Storyboarding Moby Dick
Stephen B. Grimes, Huston’s Assistant Art Director on the 1956 adaptation of Moby-Dick, created the movie’s storyboard. Storyboards represent a particularly important inter-semiotic mediation in the film-making process because they are the first visualization of the screenplay. A storyboard is composed of a series of sketches that outline the narrative sequence of a film before it is shot. In some cases, it follows a scene shot-by-shot and is a guide for the director and the cinematographer. When compared to the final cut of Bradbury and Huston’s film, Grimes’s storyboarding can establish the degree of influence Grimes exerted on the film’s mise-en-scène. “Storyboarding Moby-Dick,” a MEL project that explores Grimes’s creative input into the 1956 film addresses a number of questions. How did the artist’s drawing style affect other elements of the film? What differences exist between the storyboard’s projection of the narrative sequence with regards to the novel, the screenplay, and the film? What are the implications of these differences? How does Grimes’s visual interpretation of the novel shape an already complicated network of versions layered on to the film? What does his appropriation of industrial common practices for storyboarding say about his artistic vision in relation to the ideological implications of the classic Hollywood production system? How is his work to be assessed in light of this system?

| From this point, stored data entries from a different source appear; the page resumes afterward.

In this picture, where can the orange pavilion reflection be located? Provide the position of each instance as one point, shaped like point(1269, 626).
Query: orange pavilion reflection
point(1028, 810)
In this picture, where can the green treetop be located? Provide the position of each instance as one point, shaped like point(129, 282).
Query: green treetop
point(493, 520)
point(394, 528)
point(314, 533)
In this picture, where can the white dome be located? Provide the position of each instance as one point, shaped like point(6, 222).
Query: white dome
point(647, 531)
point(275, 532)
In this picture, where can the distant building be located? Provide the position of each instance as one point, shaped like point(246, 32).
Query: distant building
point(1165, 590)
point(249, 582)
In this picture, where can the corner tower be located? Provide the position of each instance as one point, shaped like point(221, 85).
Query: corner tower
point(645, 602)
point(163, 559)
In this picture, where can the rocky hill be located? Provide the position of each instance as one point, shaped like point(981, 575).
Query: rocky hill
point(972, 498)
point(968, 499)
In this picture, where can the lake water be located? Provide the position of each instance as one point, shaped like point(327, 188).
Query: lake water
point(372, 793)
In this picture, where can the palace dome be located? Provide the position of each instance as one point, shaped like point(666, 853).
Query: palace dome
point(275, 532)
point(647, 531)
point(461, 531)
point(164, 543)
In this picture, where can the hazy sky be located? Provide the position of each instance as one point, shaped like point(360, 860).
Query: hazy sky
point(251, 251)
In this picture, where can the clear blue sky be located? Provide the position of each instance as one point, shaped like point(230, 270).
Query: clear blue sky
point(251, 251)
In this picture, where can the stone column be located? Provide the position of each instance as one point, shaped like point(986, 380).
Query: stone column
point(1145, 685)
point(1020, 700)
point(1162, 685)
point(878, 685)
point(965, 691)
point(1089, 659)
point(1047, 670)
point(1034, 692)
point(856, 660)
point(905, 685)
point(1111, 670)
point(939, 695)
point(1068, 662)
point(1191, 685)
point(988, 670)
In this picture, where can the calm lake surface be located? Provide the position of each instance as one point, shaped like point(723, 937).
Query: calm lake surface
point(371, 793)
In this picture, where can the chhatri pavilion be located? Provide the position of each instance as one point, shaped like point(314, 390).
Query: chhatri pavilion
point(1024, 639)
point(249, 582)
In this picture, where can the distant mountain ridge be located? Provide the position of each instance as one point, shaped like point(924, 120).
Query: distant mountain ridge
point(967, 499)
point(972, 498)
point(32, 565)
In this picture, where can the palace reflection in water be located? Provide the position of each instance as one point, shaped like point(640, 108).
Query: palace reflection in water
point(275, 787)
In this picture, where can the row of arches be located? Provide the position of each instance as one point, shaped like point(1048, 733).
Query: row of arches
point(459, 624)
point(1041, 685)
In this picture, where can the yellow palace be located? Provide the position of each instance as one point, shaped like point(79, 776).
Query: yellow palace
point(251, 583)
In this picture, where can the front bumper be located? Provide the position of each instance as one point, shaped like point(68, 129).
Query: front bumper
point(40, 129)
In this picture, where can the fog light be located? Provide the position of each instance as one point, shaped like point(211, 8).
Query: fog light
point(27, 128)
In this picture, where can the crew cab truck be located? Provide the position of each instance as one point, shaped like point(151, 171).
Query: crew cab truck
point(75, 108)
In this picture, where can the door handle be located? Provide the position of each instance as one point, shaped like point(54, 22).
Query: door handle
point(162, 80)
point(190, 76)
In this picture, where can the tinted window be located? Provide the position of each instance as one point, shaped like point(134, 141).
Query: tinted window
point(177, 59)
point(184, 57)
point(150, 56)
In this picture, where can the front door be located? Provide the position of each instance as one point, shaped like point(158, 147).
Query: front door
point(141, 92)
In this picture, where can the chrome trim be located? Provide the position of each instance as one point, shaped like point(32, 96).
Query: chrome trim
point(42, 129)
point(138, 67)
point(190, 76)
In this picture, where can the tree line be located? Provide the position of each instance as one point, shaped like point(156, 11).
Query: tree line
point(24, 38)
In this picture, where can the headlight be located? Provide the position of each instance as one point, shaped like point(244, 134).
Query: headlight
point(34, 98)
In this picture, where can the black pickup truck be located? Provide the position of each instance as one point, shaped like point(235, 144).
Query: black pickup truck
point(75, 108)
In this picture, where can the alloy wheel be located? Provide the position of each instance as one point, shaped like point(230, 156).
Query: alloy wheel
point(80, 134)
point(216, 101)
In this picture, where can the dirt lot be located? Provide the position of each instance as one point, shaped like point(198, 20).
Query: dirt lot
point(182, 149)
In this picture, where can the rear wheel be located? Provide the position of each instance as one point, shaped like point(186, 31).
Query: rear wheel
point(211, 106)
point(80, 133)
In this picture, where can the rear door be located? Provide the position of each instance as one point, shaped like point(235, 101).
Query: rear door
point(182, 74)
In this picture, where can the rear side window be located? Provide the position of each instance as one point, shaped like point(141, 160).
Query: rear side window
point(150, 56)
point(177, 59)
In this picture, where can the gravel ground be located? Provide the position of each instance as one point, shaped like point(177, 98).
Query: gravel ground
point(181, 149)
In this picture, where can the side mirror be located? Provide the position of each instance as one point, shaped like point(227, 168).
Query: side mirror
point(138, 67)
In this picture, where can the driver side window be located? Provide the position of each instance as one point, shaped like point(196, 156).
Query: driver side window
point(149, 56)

In search for answers to these and other questions, MEL editors will collate Grimes’s storyboards with Melville’s novel, the numerous versions of Bradbury’s screenplays, and Huston’s final cut. The storyboard materials scholars will be working with are 38 watercolors (23 cm x 9.5 cm) and double-strip photographs of the nearly complete storyboard (11.75 cm x 9.25 cm). Watercolors are double tiered in formation and contain, in some cases strips of text taken from one of the screenplay versions used on set after Bradbury had left the production.